Déjà, plusieurs souhaitent interdire la publicité des véhicules utilitaires sports (VUS). Toutefois, M. Delorme croit que l’on pourrait réfléchir à un bannissement à plus large portée afin de freiner l’ensemble de la surconsommation. « La publicité est un moteur extrêmement puissant pour susciter des besoins inutiles qui s’inscrivent dans une logique de croissance économique », estime-t-il.

Le matériel électronique, les meubles, l’équipement ménager et les vêtements comptent pour près de 10 % des émissions de GES des ménages québécois. Les véhicules, les pièces et les services qui y sont liés — excluant l’essence — représentent un autre 10 %.

Imposer des mesures d’écofiscalité fortes sur les véhicules à essence

« Un vaste ensemble d’instruments réglementaires se sont montrés efficaces pour réduire les émissions de certains secteurs », notamment celui des véhicules.— GIEC

Comment dompter les émissions du transport routier, l’éléphant dans la pièce ? Une partie de la solution relève certainement de l’écofiscalité. On entend par là les mesures économiques qui découragent les comportements néfastes au profit des comportements bénéfiques pour l’environnement.

Le Québec intègre déjà certains de ces principes. L’essence est taxée. Les véhicules électriques sont subventionnés. Les droits d’immatriculation sont majorés pour les cylindrées de 4 litres et plus. Malgré cela, les ventes de VUS sont plus nombreuses que jamais.

Une taxe à l’achat de « plusieurs milliers de dollars » sur les véhicules polluants pourrait avoir un réel effet dissuasif, estime Annie Levasseur, titulaire de la Chaire de recherche du Canada sur la mesure de l’impact des activités humaines sur les changements climatiques à l’ETS.

En France, un système de malus s’applique aux véhicules en fonction de leurs émissions. Pour une voiture consommant 8 litres par 100 km, par exemple, la taxe à l’achat s’élève à 10 000 euros. À Singapour, une taxe prohibitive sur les véhicules existe depuis des années. Une Toyota Corolla y coûte 125 000 $.

Avec l’écofiscalité, il est question de prendre, mais aussi de redonner. Mme Levasseur favoriserait un soutien au transport en commun, notamment en région. « Le prix semble très cher quand on regarde un projet de transport en commun, mais quand tu le ramènes en dollar par CO2, ça ne l’est pas. Et ça fait quelque chose de plus structurant », soutient-elle.

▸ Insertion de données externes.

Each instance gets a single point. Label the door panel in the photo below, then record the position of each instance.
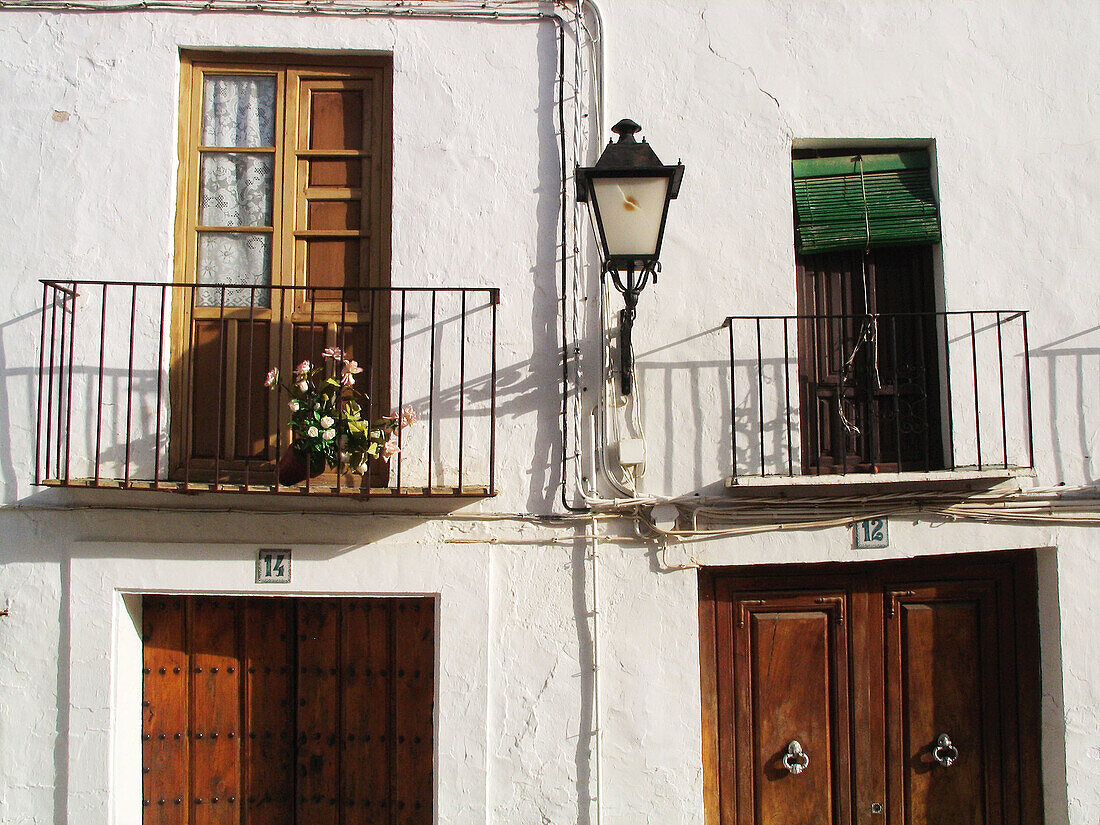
(287, 711)
(791, 677)
(942, 677)
(866, 349)
(866, 666)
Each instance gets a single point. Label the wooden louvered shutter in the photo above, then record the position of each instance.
(284, 711)
(859, 201)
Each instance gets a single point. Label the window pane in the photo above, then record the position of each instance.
(237, 189)
(238, 257)
(238, 111)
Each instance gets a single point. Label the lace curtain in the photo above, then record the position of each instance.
(237, 189)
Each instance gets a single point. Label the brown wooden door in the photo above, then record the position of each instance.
(287, 711)
(910, 686)
(869, 344)
(790, 686)
(285, 194)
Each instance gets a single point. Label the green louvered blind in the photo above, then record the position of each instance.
(864, 200)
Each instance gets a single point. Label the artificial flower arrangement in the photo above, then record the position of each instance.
(327, 419)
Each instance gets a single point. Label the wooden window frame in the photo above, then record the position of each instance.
(287, 231)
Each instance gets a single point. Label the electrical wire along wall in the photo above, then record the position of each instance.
(197, 386)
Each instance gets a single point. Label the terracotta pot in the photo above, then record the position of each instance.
(293, 470)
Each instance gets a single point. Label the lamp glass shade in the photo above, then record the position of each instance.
(630, 212)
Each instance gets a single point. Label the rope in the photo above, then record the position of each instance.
(869, 331)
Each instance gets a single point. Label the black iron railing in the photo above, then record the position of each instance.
(876, 394)
(161, 386)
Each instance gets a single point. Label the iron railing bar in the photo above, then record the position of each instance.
(760, 397)
(400, 391)
(58, 285)
(312, 347)
(897, 383)
(974, 361)
(1000, 370)
(924, 385)
(842, 430)
(281, 363)
(160, 385)
(342, 344)
(462, 383)
(495, 297)
(950, 400)
(816, 343)
(279, 287)
(1031, 437)
(42, 363)
(222, 382)
(99, 406)
(733, 397)
(787, 396)
(61, 381)
(833, 316)
(50, 394)
(431, 388)
(130, 378)
(56, 398)
(188, 422)
(249, 389)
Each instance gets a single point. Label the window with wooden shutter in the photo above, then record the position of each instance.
(869, 336)
(283, 227)
(273, 711)
(859, 200)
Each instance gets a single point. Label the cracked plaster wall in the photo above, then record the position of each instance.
(87, 162)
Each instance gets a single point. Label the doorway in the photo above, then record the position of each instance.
(899, 693)
(278, 711)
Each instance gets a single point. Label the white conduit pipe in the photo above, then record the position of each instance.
(596, 716)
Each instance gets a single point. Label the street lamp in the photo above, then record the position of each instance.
(629, 190)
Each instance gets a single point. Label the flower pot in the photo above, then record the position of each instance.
(293, 469)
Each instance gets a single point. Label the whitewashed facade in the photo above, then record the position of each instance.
(568, 674)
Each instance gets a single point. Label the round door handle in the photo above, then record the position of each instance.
(944, 751)
(795, 759)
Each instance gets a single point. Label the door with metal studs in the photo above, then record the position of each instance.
(271, 711)
(899, 694)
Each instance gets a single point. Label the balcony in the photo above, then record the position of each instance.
(161, 386)
(887, 397)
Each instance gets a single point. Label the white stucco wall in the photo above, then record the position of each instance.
(88, 103)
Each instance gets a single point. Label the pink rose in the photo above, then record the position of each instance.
(389, 449)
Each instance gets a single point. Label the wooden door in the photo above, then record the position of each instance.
(287, 711)
(284, 216)
(910, 686)
(869, 361)
(790, 686)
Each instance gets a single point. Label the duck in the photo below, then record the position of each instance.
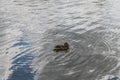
(59, 48)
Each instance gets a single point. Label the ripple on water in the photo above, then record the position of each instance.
(88, 51)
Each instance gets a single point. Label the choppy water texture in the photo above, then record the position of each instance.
(29, 30)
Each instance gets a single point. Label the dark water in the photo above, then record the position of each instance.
(29, 30)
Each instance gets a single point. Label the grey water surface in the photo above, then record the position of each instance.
(29, 30)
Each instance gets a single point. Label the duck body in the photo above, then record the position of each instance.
(59, 48)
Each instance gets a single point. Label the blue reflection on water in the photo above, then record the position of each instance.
(114, 78)
(21, 63)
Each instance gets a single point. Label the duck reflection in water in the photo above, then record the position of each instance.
(59, 48)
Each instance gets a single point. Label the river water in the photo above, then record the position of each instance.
(29, 30)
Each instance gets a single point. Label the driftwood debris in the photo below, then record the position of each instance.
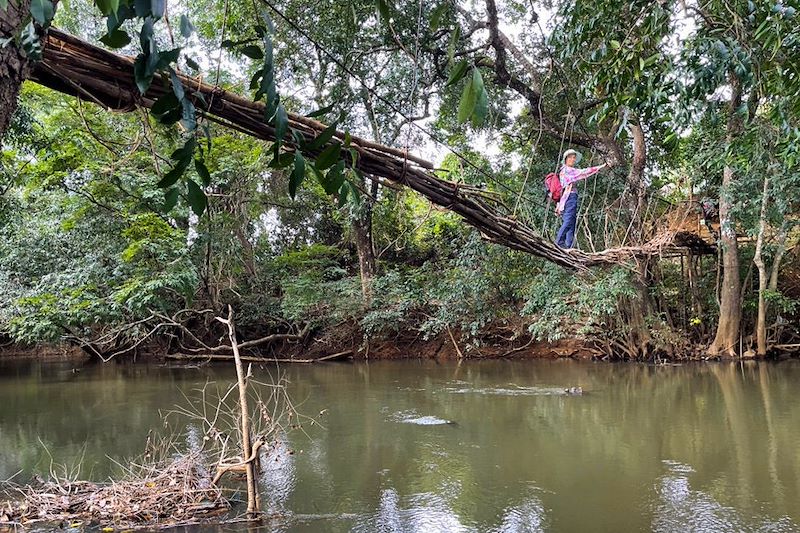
(179, 491)
(75, 67)
(338, 356)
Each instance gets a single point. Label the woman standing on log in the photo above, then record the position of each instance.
(568, 205)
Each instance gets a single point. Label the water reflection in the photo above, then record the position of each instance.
(680, 508)
(494, 446)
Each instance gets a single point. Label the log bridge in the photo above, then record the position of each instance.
(78, 68)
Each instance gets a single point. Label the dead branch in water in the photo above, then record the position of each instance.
(175, 491)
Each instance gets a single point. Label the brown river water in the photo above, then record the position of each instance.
(493, 446)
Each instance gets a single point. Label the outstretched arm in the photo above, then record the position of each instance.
(571, 175)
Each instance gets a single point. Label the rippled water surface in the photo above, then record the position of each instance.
(482, 446)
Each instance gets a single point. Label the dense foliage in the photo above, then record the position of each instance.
(116, 227)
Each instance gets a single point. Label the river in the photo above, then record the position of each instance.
(480, 446)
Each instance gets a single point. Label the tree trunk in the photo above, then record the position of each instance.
(362, 236)
(253, 503)
(730, 310)
(14, 68)
(641, 303)
(758, 259)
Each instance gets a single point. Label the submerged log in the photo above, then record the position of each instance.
(78, 68)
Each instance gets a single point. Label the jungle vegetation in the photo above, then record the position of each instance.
(124, 233)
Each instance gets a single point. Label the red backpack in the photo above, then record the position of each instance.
(553, 186)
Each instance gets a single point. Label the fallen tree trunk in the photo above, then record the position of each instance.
(78, 68)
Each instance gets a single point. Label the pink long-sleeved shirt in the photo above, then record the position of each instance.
(568, 176)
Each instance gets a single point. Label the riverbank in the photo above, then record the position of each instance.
(440, 446)
(446, 346)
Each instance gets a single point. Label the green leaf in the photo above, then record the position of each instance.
(166, 103)
(174, 174)
(454, 38)
(468, 99)
(116, 39)
(457, 72)
(184, 153)
(187, 28)
(482, 98)
(343, 193)
(298, 174)
(177, 86)
(252, 51)
(202, 171)
(42, 11)
(328, 157)
(196, 196)
(188, 115)
(481, 108)
(170, 199)
(268, 21)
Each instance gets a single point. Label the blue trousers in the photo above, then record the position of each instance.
(566, 235)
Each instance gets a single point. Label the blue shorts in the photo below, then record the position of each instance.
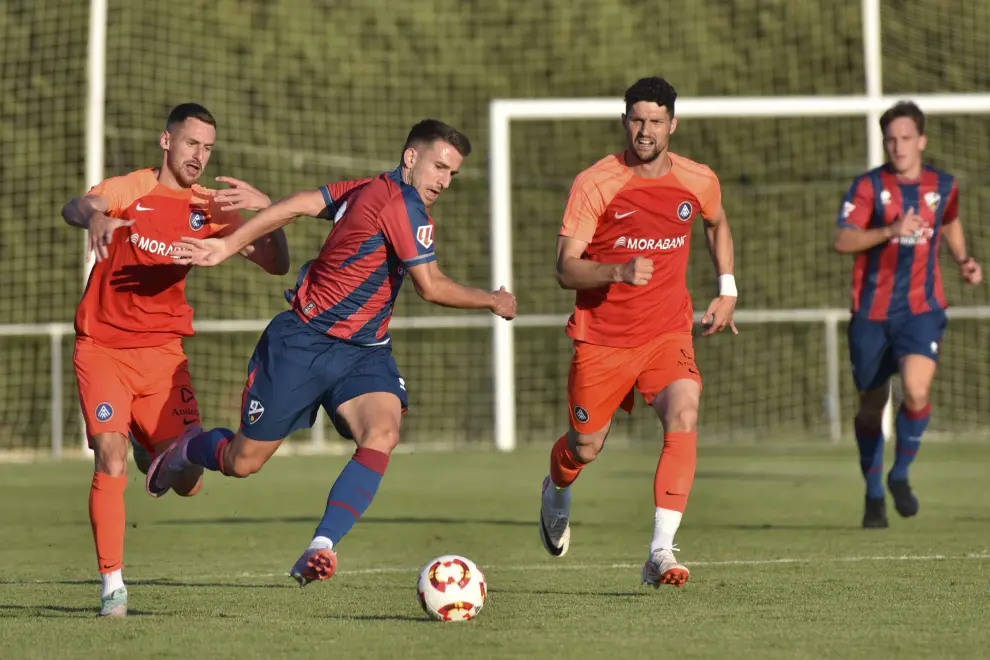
(296, 369)
(876, 347)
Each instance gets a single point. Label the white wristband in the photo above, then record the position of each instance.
(727, 286)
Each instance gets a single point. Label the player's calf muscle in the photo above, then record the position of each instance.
(110, 454)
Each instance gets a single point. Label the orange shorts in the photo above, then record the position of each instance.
(604, 378)
(143, 391)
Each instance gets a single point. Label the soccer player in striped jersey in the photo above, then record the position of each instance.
(333, 349)
(893, 219)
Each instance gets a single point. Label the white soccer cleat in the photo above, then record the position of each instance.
(314, 564)
(170, 464)
(662, 568)
(555, 513)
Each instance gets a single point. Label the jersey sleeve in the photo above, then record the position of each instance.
(408, 228)
(710, 196)
(951, 213)
(334, 194)
(857, 206)
(119, 191)
(585, 205)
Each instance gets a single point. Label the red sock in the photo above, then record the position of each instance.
(564, 465)
(675, 471)
(106, 515)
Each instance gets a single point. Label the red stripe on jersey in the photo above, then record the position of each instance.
(348, 327)
(859, 275)
(887, 266)
(917, 294)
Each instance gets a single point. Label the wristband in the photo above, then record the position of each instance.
(727, 285)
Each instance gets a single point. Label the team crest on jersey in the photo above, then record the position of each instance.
(255, 411)
(104, 412)
(196, 220)
(425, 236)
(581, 415)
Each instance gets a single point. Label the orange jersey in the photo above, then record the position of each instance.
(137, 297)
(622, 216)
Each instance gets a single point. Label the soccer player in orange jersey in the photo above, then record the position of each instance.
(130, 366)
(624, 248)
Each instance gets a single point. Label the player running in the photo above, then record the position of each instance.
(130, 366)
(624, 248)
(333, 349)
(892, 219)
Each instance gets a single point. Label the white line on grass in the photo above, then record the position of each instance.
(554, 566)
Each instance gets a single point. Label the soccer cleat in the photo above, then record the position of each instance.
(315, 564)
(662, 568)
(555, 529)
(875, 514)
(115, 604)
(141, 456)
(170, 465)
(904, 499)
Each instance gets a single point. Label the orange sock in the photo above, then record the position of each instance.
(675, 471)
(106, 515)
(564, 465)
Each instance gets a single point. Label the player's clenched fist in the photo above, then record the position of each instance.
(908, 225)
(637, 271)
(504, 304)
(100, 233)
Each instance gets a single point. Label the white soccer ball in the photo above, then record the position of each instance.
(452, 588)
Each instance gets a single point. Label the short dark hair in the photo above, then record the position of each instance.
(430, 130)
(900, 109)
(654, 89)
(185, 111)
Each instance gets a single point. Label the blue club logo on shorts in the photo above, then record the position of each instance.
(104, 412)
(581, 415)
(255, 411)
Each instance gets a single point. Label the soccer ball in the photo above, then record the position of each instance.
(452, 588)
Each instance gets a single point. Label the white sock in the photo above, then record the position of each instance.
(321, 543)
(111, 582)
(665, 524)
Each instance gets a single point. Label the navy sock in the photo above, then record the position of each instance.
(352, 493)
(205, 449)
(910, 424)
(870, 441)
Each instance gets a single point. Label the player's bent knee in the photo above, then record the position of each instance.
(587, 446)
(915, 398)
(384, 438)
(682, 419)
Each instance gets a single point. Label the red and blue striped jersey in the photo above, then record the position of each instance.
(381, 229)
(902, 275)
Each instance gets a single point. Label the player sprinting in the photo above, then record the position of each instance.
(893, 219)
(130, 366)
(333, 347)
(624, 247)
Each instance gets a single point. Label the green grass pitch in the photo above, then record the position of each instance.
(780, 567)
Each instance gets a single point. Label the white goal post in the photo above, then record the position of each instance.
(870, 105)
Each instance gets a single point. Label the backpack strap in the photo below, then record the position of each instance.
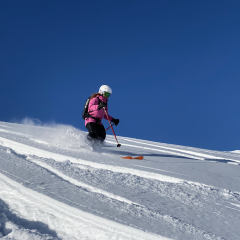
(90, 116)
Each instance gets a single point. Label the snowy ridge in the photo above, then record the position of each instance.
(53, 187)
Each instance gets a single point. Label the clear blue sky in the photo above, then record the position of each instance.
(174, 66)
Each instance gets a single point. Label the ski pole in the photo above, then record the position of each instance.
(109, 127)
(119, 145)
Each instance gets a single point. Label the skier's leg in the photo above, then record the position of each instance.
(101, 132)
(92, 131)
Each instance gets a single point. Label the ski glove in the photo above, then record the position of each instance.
(101, 105)
(115, 121)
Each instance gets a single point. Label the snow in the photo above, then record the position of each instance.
(52, 186)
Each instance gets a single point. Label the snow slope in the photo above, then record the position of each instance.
(52, 186)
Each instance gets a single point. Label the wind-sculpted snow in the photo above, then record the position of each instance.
(50, 178)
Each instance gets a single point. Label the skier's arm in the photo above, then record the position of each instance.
(105, 116)
(93, 107)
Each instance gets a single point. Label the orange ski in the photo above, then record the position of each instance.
(130, 158)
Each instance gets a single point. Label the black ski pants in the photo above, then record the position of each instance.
(96, 131)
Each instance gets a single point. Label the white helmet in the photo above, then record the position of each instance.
(105, 88)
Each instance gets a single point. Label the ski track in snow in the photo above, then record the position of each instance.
(78, 194)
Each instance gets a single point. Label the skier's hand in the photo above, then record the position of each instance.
(101, 105)
(115, 121)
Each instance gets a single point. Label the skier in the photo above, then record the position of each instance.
(96, 112)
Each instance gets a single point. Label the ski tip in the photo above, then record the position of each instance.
(139, 157)
(128, 157)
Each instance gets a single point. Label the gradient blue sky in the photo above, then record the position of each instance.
(174, 66)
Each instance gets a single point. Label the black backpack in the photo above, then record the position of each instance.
(85, 113)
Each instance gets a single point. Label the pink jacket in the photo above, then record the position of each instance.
(100, 114)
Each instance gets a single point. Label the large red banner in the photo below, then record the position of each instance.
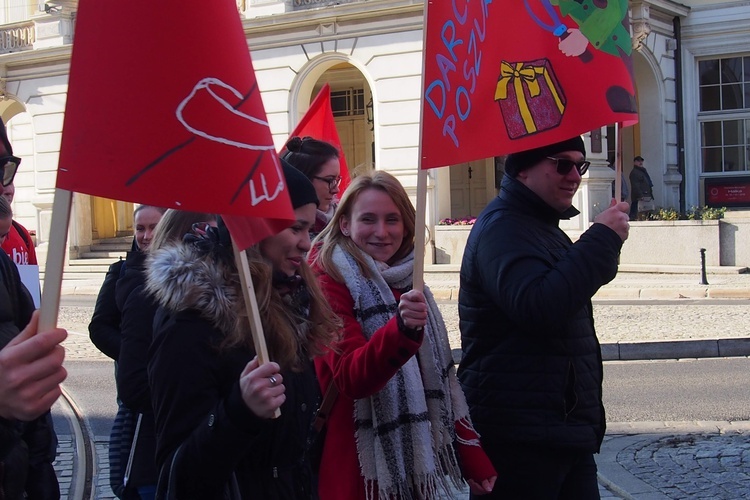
(502, 77)
(163, 108)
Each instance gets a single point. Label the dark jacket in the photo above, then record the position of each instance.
(206, 435)
(27, 449)
(104, 328)
(640, 184)
(532, 367)
(137, 310)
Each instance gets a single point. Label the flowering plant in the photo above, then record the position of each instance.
(463, 221)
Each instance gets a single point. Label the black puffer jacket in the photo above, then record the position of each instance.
(137, 310)
(531, 367)
(206, 435)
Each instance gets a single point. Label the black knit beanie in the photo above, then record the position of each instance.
(516, 162)
(301, 190)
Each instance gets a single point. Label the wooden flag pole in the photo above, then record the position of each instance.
(618, 163)
(419, 231)
(58, 239)
(251, 304)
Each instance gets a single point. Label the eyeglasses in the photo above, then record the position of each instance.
(564, 166)
(333, 182)
(9, 168)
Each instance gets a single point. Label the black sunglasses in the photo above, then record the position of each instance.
(333, 182)
(564, 166)
(9, 168)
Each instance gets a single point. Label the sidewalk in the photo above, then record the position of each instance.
(638, 316)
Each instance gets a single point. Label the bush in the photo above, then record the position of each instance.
(706, 213)
(463, 221)
(695, 213)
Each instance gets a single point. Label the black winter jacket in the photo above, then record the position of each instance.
(531, 367)
(27, 449)
(206, 435)
(137, 310)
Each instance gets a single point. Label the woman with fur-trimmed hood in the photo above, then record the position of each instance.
(213, 403)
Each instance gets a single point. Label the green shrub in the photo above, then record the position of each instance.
(705, 213)
(695, 213)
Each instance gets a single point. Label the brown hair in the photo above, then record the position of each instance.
(174, 225)
(285, 345)
(332, 235)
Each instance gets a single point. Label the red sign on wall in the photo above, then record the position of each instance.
(734, 192)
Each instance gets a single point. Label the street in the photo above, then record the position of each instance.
(637, 392)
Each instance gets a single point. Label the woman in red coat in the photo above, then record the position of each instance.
(399, 427)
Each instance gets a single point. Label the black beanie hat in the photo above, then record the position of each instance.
(301, 190)
(516, 162)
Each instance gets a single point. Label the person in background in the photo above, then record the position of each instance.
(641, 188)
(104, 328)
(18, 245)
(400, 419)
(30, 375)
(105, 333)
(212, 401)
(319, 161)
(137, 310)
(532, 366)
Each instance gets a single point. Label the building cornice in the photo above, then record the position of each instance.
(326, 23)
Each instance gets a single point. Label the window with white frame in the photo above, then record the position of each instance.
(724, 115)
(348, 102)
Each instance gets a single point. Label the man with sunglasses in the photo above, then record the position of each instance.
(531, 366)
(30, 375)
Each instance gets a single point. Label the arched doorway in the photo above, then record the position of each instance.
(352, 105)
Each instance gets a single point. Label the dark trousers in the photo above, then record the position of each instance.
(539, 473)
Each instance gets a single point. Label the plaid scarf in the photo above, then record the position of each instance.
(405, 432)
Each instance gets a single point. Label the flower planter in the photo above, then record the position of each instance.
(650, 242)
(672, 242)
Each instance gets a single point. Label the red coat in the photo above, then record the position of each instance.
(360, 368)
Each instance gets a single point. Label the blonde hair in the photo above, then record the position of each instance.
(332, 235)
(175, 224)
(280, 324)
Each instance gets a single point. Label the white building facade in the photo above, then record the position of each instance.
(692, 70)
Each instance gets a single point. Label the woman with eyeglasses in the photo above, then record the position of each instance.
(319, 161)
(213, 402)
(400, 420)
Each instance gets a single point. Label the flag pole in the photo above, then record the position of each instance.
(251, 304)
(618, 163)
(419, 223)
(419, 229)
(58, 239)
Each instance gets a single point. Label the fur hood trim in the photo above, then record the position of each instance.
(183, 277)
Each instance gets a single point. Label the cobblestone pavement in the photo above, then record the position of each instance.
(692, 466)
(679, 463)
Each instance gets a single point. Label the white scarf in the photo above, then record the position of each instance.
(405, 432)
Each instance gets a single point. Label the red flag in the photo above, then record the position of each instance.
(502, 77)
(318, 123)
(176, 123)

Instaurer un moratoire sur les nouvelles autoroutes

 

« Toutes les trajectoires modélisées limitant le réchauffement mondial à 2 °C impliquent des réductions rapides, profondes et, dans la plupart des cas, immédiates des GES dans tous les secteurs. » — GIEC

Les villes du Québec s’agrandissent à une vitesse ahurissante. Dans la province, l’étalement urbain est neuf fois plus important qu’il y a 50 ans. Cette croissance incontrôlée allonge les trajets quotidiens des navetteurs et pose des barrières aux transports collectif et actif.

En mai dernier, le Comité consultatif sur les changements climatiques, un organisme indépendant et encadré par la loi québécoise, recommandait au gouvernement de suspendre le développement des autoroutes en zone urbaine et périurbaine, jusqu’à la mise en place d’un mécanisme public d’évaluation des répercussions en matière de transport de tels projets.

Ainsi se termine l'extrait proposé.